Posted December. 27, 2005 03:02,   


President A of a renowned Korean conglomerate has many worries these days. Although his company posted a net profit of 100 billion won this year, he is unsure if such strong earnings will continue over the five to 10 years to come, considering the company’s business structure.

Moreover, he finds it hard to locate new investment targets to bet the company’s future on. Since failed investments entail great responsibilities and new investments may take years to bear fruit, it is difficult to push ahead to make new investments. Even if new investments are decided upon, there remain obstacles as foreign investors, who account for 45 percent of the total shareholders, are sure to protest regarding uncertainty in profitability.

In the end, president A decided to use a quarter of his company’s earnings to repay debts and to pay cash dividends to shareholders. The rest will be held in the company as retained earnings.

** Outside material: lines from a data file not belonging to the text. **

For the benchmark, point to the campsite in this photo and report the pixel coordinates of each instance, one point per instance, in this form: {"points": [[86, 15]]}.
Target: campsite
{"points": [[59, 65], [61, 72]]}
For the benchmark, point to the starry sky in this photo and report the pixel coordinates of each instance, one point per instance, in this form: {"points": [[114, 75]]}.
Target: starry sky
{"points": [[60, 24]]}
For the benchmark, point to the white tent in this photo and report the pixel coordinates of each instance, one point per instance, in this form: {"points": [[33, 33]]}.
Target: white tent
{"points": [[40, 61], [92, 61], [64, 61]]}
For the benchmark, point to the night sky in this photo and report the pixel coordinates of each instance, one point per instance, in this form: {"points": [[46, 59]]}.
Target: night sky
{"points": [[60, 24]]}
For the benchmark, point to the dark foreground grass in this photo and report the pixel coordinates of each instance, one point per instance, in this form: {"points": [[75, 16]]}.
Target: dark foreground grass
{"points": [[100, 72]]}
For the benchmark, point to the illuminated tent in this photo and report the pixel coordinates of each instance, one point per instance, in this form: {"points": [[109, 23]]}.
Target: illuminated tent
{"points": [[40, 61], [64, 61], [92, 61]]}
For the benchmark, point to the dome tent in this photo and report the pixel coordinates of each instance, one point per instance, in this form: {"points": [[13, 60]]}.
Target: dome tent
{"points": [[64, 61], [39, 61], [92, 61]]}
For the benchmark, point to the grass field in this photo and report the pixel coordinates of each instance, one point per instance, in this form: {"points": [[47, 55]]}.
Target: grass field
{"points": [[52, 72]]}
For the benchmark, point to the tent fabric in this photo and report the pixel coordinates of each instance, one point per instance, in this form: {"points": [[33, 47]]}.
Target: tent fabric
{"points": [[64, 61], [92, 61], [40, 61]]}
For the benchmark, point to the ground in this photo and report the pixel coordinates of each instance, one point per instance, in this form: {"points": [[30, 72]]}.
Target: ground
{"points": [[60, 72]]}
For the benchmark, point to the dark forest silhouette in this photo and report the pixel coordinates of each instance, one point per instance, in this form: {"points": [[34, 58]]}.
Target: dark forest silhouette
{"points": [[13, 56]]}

President A’s decision demonstrates why investments, the engine of future growth, are quickly diminishing.

New facility investments with long-term perspective are crucial for Korea’s economy to make a leap forward, but in reality, things are going in the opposite direction.

According to the Ministry of Finance and Economy and Bank of Korea’s announcement made yesterday, Korea’s annual real economic growth rate was 4.5 percent for nine years from 1996, a year after the nation’s per capita income surpassed $10,000, to 2004. In the meantime, however, facility investments grew by a mere 0.5 percent.

On the contrary, advanced nations annualized facility investment growth was higher than economic growth during the period when their per capita income rose from $10,000 to $20,000. For instance, facility investments increased on average by 4.8 percent in the U.S., 4.5 percent in the U.K., 8.8 percent in Japan and 10.8 percent in Singapore.

Korea’s facility investments compared to GDP is continuing to decline below 10 percent after falling to 9.6 percent in 2003, 9.2 percent in 2004 and 9.0 percent this year through September.

Although facility investments compared to GDP was 14.1 percent in 1995 and 1996, and plunged to 8.4 percent in 1998 after the financial crisis, it soon recovered to record more than 10 percent from 1999 to 2002.

When companies don’t make facility investments, their products can lose competitiveness and the number of new employees can be reduced, thereby undermining the growth potential of the economy as a whole.

There are concerns that if more companies choose to focus on cutting costs rather than on increasing sales by making new investments, “jobless growth” is likely to persist in the economy.

“It is worrisome that Korean firms seem to see little merit in making domestic investments. The government must introduce aggressive deregulation to boost domestic investment and attract foreign investment by improving the investment environment in Free Economic Zones,” says Professor Chang Se-jin of Korea University.